N'y tenant plus, il me serra contre lui de toutes ses forces. Moi, je pleurais. Mon père était toujours vivant. Je le serrais à mon tour, riant et pleurant à la fois. Lorsque je parvins enfin à me calmer, il m'embrassa sur le front.
- Mais pourquoi tant de gens tiennent à moi ? Je ne les connais pas, ma mère est morte par ma faute, plusieurs ont été emprisonnés ou exécutés pour me ramener ici et, pourtant, tous sont heureux de me revoir ! Pourquoi ? demandais-je.
- Sais-tu ce que signifie « Esperanza » ?
Je secouais la tête à la négative, trop secouée pour réfléchir.
- Ça veut dire « espérer », « espoir ». Nous t'avons nommés ainsi car ta naissance était une lueur d'espoir pour les gitans, qui vivaient de durs moments.
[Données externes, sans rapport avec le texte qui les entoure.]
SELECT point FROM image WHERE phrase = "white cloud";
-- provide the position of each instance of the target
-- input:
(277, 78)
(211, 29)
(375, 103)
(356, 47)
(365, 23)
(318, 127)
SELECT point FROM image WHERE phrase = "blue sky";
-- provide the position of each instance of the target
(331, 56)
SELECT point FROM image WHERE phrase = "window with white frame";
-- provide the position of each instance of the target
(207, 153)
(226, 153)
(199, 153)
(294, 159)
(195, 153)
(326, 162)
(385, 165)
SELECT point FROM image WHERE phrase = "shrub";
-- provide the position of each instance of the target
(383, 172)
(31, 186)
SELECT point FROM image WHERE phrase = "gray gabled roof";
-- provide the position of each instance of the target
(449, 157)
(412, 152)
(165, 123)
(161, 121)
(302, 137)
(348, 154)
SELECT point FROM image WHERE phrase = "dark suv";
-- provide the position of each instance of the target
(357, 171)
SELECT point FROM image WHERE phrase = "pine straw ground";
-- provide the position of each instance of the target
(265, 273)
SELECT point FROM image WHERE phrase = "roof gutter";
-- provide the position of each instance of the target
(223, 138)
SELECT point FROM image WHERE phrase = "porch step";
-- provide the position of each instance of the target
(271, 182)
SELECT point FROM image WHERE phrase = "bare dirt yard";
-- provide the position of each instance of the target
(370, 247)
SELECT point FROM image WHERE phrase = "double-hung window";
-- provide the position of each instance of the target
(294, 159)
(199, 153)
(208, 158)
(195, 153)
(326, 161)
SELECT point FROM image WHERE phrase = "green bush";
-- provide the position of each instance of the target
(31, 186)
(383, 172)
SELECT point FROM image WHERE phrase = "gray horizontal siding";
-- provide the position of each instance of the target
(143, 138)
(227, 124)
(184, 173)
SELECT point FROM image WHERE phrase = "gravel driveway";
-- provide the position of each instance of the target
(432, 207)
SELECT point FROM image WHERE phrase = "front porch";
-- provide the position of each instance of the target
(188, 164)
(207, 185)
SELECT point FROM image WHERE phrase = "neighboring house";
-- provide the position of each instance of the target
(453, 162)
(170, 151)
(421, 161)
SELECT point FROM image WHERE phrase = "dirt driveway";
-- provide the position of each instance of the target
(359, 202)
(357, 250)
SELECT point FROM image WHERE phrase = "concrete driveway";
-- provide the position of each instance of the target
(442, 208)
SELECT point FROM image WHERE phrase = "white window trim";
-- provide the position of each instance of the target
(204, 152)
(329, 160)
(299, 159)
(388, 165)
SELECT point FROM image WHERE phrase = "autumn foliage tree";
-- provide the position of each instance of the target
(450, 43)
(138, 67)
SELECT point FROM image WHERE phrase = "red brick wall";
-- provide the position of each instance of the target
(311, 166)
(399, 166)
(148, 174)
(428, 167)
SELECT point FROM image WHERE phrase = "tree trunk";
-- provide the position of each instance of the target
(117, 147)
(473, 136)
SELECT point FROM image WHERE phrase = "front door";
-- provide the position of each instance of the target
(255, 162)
Te voir rire, sourire, bouger... ça leur faisait chaud au cœur et les aidait à passer à travers ces temps plus sombres, expliqua-t-il.
J'asquisais, puis il m'invita à me relever.
- Dès que tu sortiras de cette tente, tu seras officiellement reconnue comme ma fille, déclara-t-il en souriant.
- Et... ça va changer quelque chose ? demandais-je, curieuse.
- Pas vraiment, admit-il avec un sourire. Mais c'est une tradition, Esperanza. J'imagine que tu comprends.
- Parfaitement, mais... je ne suis pas Esperanza, soupirais-je.
- Bien sûr ! me contredit il.
- Non ! Je veux dire, Esperanza est morte lorsque Frollo l'a enlevé à ses parents, sa famille, et les siens. Je suis Amélyssa aujourd'hui, et je veux être reconnue comme tel, avouais-je ne baissant les yeux.
- Je comprends, affirma-t-il. C'est ton choix, et nous le respecterons.
- Merci... papa.
Il m'offrit un sourire éclatant, et nous sortîmes de la tente.